It’s nice to have a package level description at the start of a package manual before launching into the technicalities of the function definitions. To do this, I added a roxygen entry like the one below (cut for brevity), which has the object NULL and uses the key tags: @docType package and @name packagename-package.

#' silvR: Clean and analyse SEOSAW style data
#'
#' The \code{silvr} package facilitates three important activities:
#' \itemize{
#'   \item{Checking and cleaning new data for the SEOSAW dataset}
#'   \item{Manipulating the SEOSAW dataset to provide informative summary data}
#'   \item{Analysing the SEOSAW dataset}
#' }
#'
#' @details The functions in the \code{silvr} package form a workflow for 
#'     checking data prior to ingestion into the SEOSAW database. The package 
#'     deals with 4 principle data objects:
#'     
#' 	   ...
#'  
#'     The package contains various functions for quickly creating useful 
#'     summary data objects such as abundance matrices and maps, ...
#'
#' @author The \code{silvr} package is a collaborative effort, bringing code 
#'     together from various SEOSAW members ...
#'
#' @section Key top-level functions:
#' For ingesting new data into the SEOSAW database, it is recommended to run 
#' these top level functions in this order to catch errors.
#' 
#' \itemize{
#'   \item{\code{plotTableGen()} - Checks for value and column errors and 
#'   return a clean SEOSAW style plot metadata dataframe.}
#'   \item{\code{stemTableGen()} - Checks for value and column errors and 
#'   return a clean SEOSAW style stem data dataframe.}
#'   \item{...}
#' }
#'
#' @docType package
#' @name silvr-package
NULL

This longer description takes advantage of @section and @details for structuring blocks of text in the ‘roxygen2 block.

The manual frontmatter comes mostly from the DESCRIPTION file.

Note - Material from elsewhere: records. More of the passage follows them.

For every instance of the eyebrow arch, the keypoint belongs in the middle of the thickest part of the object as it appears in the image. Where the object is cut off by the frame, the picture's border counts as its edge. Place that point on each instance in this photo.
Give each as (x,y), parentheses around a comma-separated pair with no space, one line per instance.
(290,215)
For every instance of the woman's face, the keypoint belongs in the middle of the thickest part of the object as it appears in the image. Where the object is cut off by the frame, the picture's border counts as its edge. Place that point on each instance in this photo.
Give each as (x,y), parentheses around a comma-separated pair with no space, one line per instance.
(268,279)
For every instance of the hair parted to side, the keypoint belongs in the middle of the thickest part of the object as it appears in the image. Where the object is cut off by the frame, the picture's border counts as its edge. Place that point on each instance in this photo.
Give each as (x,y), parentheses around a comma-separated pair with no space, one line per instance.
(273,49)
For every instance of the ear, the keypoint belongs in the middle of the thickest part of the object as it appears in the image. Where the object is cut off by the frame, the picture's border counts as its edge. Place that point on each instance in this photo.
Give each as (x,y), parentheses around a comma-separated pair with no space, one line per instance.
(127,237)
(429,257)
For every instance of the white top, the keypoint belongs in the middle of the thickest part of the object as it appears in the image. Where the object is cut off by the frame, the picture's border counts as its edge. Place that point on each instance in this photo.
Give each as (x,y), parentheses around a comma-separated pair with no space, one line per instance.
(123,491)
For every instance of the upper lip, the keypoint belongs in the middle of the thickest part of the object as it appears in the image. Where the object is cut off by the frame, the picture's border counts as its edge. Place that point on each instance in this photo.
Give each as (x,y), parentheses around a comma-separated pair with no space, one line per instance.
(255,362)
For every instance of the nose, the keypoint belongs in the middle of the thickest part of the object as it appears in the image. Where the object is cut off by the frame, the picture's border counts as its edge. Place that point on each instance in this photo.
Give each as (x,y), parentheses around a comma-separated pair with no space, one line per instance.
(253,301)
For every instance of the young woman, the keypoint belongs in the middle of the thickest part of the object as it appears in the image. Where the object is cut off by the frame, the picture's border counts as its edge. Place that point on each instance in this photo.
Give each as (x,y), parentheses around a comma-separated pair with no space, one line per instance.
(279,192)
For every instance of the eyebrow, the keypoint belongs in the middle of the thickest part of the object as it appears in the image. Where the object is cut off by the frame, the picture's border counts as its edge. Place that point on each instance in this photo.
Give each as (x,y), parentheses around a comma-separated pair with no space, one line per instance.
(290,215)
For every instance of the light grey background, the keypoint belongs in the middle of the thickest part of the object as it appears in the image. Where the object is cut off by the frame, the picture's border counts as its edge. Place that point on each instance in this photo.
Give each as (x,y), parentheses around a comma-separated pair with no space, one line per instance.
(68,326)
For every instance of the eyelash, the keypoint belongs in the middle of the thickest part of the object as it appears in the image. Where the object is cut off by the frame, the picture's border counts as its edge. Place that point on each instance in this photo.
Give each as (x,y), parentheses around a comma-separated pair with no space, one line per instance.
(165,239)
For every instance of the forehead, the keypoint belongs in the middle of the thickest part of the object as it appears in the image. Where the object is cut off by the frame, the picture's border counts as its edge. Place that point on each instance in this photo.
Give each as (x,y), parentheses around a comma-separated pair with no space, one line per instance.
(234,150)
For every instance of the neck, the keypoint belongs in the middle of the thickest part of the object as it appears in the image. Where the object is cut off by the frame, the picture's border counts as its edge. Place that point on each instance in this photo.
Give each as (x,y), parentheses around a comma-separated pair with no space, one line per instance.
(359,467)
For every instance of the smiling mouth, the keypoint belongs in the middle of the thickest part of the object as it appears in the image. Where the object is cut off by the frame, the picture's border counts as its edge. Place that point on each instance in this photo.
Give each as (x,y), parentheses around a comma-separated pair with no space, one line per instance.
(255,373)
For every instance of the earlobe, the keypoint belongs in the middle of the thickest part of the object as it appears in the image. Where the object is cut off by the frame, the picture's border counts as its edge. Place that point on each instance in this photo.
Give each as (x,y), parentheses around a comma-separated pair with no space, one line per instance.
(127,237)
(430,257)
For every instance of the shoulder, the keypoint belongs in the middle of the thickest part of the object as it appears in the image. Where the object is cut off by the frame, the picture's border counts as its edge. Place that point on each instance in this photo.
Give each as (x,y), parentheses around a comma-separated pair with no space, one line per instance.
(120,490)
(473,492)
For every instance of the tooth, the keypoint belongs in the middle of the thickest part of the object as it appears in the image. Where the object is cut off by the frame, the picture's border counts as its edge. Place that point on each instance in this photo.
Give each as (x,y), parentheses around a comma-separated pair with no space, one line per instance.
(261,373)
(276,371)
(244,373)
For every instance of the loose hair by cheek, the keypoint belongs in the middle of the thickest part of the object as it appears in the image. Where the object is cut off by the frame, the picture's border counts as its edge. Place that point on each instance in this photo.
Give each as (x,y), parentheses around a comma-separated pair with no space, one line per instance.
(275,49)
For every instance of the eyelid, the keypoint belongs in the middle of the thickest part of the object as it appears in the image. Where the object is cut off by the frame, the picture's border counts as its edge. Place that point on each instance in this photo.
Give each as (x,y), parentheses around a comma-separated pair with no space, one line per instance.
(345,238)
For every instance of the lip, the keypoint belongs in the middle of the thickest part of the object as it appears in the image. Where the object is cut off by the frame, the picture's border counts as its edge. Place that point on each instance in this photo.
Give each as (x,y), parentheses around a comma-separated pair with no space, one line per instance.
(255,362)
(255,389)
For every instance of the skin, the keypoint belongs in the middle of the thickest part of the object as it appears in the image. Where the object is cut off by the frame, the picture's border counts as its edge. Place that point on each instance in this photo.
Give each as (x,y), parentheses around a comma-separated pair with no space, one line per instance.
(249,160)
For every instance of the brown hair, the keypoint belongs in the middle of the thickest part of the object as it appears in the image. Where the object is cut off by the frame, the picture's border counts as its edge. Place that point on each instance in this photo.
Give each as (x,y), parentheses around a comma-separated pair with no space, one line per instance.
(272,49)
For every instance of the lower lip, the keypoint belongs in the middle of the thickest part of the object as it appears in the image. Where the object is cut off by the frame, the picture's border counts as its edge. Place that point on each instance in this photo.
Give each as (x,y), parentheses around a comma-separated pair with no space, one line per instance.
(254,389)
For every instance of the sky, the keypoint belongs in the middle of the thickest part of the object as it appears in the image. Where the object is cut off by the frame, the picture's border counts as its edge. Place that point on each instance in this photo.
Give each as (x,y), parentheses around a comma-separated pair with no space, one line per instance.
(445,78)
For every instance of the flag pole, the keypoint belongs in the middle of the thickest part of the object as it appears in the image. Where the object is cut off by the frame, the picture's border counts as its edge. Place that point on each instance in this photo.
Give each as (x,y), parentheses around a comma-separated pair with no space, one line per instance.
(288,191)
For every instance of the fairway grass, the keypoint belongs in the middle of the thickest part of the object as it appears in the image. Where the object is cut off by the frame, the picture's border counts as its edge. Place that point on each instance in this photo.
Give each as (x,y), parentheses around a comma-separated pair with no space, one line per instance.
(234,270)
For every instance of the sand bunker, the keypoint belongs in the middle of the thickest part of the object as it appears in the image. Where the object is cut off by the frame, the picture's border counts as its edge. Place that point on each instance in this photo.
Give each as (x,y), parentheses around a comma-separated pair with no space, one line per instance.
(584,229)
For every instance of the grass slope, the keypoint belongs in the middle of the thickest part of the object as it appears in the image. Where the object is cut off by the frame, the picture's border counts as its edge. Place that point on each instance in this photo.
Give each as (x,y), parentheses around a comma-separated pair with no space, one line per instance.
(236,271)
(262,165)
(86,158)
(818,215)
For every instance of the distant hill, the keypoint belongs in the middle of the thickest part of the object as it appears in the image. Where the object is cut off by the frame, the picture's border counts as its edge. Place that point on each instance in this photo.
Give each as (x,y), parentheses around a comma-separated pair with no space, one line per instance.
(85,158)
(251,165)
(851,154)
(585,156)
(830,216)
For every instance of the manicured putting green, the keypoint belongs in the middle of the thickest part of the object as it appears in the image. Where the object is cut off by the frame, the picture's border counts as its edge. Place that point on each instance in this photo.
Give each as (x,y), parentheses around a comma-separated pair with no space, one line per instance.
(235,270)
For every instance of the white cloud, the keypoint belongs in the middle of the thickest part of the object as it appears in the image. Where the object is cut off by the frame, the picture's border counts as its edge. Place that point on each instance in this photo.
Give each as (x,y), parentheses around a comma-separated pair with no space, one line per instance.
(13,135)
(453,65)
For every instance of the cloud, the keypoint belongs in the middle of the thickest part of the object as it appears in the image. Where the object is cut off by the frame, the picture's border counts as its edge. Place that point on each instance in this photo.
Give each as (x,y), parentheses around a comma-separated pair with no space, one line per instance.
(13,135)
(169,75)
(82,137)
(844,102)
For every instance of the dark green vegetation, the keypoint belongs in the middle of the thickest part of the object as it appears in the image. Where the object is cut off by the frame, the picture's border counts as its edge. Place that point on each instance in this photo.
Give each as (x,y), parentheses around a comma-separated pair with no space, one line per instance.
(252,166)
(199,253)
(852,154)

Most important are the package dependencies, which are also specified by minimum version number. Annoyingly, these package versions don’t get populated directly from the package dependencies in the roxygen2 function blocks. Instead they have to be written manually into the DESCRIPTION.

Roxygen2 autopopulates NAMESPACE from the @import and @importFrom tags in the function blocks. I tend to use @importFrom vegan diversity rather than @import vegan where I can, to avoid potential conflicts in function names if I start loading lots of packages, but I don’t think there is any hard rule on this.

To write a vignette, I used RMarkdown rather than Sweave. It seems to be the modern approach to vignette writing and is much more straightforward when including figures and code chunks in the document. To set this up I created a directory in the package root call vignettes/ and created a packagename.Rmd file in there. Then in the YAML frontmatter I included this:

output: rmarkdown::html_vignette
vignette: >
  %\VignetteIndexEntry{Cleaning and analysing SEOSAW data}
  %\VignetteEngine{knitr::rmarkdown}
  \usepackage[utf8]{inputenc}  

Then in my DESCRIPTION I added:

Suggests: 
	knitr (>= 1.28), 
	rmarkdown (>= 2.1)
VignetteBuilder: knitr

Which ensures the tools for building the vignette are present. I can then build the vignette with: devtools::build_vignettes().

Finally, a short R script I have sitting above my package directory contains this code to build the package:

setwd("silvr")
devtools::document()  # Generate .Rd files
devtools::build_manual()  # Generate .pdf manual
devtools::build_vignettes()  # Generate .html vignette
setwd("..")
devtools::install("silvr")  # Install the package
library(silvr)  # Load the package